Die Analyse pflanzlicher Wirkstoffe kann bei Vergiftungen, beim Therapeutic Drug Monitoring oder bei der Kontrolle im Rahmen von Drogentherapien notwendig werden. Für die Diagnostik stehen sowohl Enzymimmunoassays mit kommerziell verfügbaren Testkits als auch flüssigchromatographische Messmethoden, die meist mit Massenspektrometrie gekoppelt sind, zur Verfügung.

Schlüsselwörter: Pflanzliche Wirkstoffe, Drogenscreening, TDM, Intoxikationen, HPLC/MS

Pflanzen sind nach Medikamenten und chemischen Produkten der dritthäufigste Anlass für Anrufe bei den deutschen Giftinformationszentren [1, 2]. Eine Reihe pflanzlicher Inhaltsstoffe stellt hierbei eine große, oft unbekannte und unterschätzte Gefahr für uns Menschen und insbesondere für Kinder dar, weil diese Inhaltsstoffe hochgiftig sind oder als Rauschdrogen missbraucht werden [3–5].
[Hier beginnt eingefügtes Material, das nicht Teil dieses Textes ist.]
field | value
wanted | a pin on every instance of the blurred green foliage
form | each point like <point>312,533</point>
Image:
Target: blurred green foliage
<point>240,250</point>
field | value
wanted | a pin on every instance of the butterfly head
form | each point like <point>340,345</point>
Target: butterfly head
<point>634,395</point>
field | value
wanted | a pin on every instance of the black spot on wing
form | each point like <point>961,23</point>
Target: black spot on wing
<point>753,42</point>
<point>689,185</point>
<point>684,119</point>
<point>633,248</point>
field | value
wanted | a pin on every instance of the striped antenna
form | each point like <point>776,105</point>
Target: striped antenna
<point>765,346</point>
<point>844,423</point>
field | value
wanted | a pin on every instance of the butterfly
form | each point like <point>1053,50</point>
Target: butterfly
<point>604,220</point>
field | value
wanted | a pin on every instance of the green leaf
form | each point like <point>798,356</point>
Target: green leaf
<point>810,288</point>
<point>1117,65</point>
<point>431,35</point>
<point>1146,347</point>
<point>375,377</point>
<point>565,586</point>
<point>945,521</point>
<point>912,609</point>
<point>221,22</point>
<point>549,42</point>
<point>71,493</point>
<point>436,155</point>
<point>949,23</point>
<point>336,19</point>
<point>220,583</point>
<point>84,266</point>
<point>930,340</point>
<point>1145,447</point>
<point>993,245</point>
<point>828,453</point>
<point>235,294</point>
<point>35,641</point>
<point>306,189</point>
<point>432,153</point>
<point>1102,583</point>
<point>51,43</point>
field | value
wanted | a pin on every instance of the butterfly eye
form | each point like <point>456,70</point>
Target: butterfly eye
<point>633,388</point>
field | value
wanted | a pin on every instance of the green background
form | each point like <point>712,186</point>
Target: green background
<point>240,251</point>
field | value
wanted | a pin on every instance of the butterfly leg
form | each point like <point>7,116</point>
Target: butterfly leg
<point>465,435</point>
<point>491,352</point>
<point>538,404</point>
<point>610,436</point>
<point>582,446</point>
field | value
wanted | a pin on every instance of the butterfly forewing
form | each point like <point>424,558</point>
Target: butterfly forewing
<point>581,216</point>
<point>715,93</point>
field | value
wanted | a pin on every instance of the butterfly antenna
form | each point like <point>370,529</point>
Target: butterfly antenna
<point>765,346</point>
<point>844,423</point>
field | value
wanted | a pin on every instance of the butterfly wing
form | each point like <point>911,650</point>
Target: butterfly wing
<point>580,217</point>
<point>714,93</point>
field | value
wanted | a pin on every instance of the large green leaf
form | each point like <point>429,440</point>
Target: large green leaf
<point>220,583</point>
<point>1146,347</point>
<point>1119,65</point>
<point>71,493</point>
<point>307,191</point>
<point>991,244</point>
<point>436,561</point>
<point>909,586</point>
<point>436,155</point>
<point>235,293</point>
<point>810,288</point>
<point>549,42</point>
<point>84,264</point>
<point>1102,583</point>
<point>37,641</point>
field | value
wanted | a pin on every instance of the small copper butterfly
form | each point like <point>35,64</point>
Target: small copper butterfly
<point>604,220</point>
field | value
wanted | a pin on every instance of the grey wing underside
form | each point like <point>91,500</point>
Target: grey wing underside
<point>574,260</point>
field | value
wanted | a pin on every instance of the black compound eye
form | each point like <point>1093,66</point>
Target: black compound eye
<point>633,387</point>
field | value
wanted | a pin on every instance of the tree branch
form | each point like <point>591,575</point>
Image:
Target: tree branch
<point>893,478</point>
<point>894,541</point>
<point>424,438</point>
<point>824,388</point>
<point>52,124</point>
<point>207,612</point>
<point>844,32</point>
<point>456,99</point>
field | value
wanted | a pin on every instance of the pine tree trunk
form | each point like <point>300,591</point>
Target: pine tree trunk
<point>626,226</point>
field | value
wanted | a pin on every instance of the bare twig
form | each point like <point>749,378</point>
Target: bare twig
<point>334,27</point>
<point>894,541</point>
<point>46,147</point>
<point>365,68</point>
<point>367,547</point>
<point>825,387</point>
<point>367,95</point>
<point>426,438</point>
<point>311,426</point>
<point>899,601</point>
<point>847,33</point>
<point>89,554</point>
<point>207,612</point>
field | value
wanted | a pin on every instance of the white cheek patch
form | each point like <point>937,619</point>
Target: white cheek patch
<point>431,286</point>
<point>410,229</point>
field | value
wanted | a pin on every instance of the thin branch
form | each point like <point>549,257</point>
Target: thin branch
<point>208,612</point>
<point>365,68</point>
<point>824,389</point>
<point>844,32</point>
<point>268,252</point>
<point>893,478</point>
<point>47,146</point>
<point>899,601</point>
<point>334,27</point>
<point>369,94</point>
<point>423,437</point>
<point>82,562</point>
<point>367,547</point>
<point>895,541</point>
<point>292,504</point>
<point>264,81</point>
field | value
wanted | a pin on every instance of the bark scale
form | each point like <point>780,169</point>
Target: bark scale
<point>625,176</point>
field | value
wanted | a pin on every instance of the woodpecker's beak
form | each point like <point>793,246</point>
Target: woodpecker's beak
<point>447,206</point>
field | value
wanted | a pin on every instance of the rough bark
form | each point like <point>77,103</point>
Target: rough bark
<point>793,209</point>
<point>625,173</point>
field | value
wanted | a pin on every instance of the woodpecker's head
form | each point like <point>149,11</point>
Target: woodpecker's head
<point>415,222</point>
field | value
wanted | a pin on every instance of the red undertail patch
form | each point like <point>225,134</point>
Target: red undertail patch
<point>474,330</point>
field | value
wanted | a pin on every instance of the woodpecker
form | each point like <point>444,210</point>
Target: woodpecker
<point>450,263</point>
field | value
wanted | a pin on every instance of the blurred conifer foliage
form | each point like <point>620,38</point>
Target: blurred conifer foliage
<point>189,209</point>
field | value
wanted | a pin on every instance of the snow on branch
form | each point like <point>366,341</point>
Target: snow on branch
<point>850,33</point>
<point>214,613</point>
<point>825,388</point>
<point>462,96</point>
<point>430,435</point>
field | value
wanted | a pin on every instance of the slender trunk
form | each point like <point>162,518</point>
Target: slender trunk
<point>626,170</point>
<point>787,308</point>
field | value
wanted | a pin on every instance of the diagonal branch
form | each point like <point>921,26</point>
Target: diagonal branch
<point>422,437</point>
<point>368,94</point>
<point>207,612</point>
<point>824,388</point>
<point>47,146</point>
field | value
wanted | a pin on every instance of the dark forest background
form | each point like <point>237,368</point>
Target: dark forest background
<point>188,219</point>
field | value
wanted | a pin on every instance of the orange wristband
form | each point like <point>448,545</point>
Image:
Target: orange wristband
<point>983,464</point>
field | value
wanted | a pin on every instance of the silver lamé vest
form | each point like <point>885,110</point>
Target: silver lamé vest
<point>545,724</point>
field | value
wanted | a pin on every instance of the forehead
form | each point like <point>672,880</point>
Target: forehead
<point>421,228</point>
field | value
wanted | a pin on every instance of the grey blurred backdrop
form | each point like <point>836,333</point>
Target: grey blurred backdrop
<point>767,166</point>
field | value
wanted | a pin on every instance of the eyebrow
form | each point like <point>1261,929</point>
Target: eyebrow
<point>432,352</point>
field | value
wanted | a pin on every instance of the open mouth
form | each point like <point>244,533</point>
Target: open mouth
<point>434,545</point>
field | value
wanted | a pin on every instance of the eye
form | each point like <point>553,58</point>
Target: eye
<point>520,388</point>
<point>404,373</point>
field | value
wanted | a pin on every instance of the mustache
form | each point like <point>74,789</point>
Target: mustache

Ziel dieses Artikels ist es, einen Überblick über relevante pflanzliche Inhaltsstoffe in der klinisch-chemischen Praxis zu geben und die dafür zur Verfügung stehenden analytischen Messverfahren vorzustellen.

Im Folgenden sind die übergeordneten klinischen Fragestellungen zusammengefasst:

  1. Wenn bei medizinischen Notfällen der Verdacht auf eine Intoxikation unter anderem mit Pflanzengiften besteht, kann die strukturelle Aufklärung ein notwendiger Indikator sein, um wichtige therapeutische Maßnahmen, zum Beispiel die Gabe eines Antidots, einzuleiten.
  2. Einige pflanzliche Wirkstoffe sind wichtige Arzneistoffe, beispielsweise die Herzglykoside Digoxin und Digitoxin oder Colchicin zur Vorbeugung und Behandlung akuter Gichtanfälle. Für die Überprüfung der Wirksamkeit der Therapie und vor allem zur Vermeidung toxischer Nebenwirkungen werden die Arzneistoffspiegel im Rahmen des Therapeutic Drug Monitoring (TDM) regelmäßig überprüft.
  3. Die Kontrolle im Rahmen von Drogentherapien bzw. zur Einhaltung eines Rauchverbots (Cotinin) ist zur erfolgreichen Behandlung von Suchterkrankungen unerlässlich [6].
  4. Starke gastrointestinale Beschwerden (Bauchschmerzen, Durchfall, Erbrechen über mehrere Tage) können durch den Verzehr von bitter schmeckenden Kürbisgewächsen (z. B. Zucchini, Kürbis) verursacht werden. Der analytische Nachweis der Cucurbitacine (toxische Bitterstoffe, die sich spontan auch in Zuchtpflanzen anreichern) stellt ein wichtiges Element bei der Diagnose und Therapie der unspezifischen Symptomatik, besonders bei älteren Patienten, dar [7].

 

Analytische Messverfahren

Für die Analyse selbst stehen verschiedene immunochemische und flüssigchromatographische Messverfahren in Deutschland zur Verfügung.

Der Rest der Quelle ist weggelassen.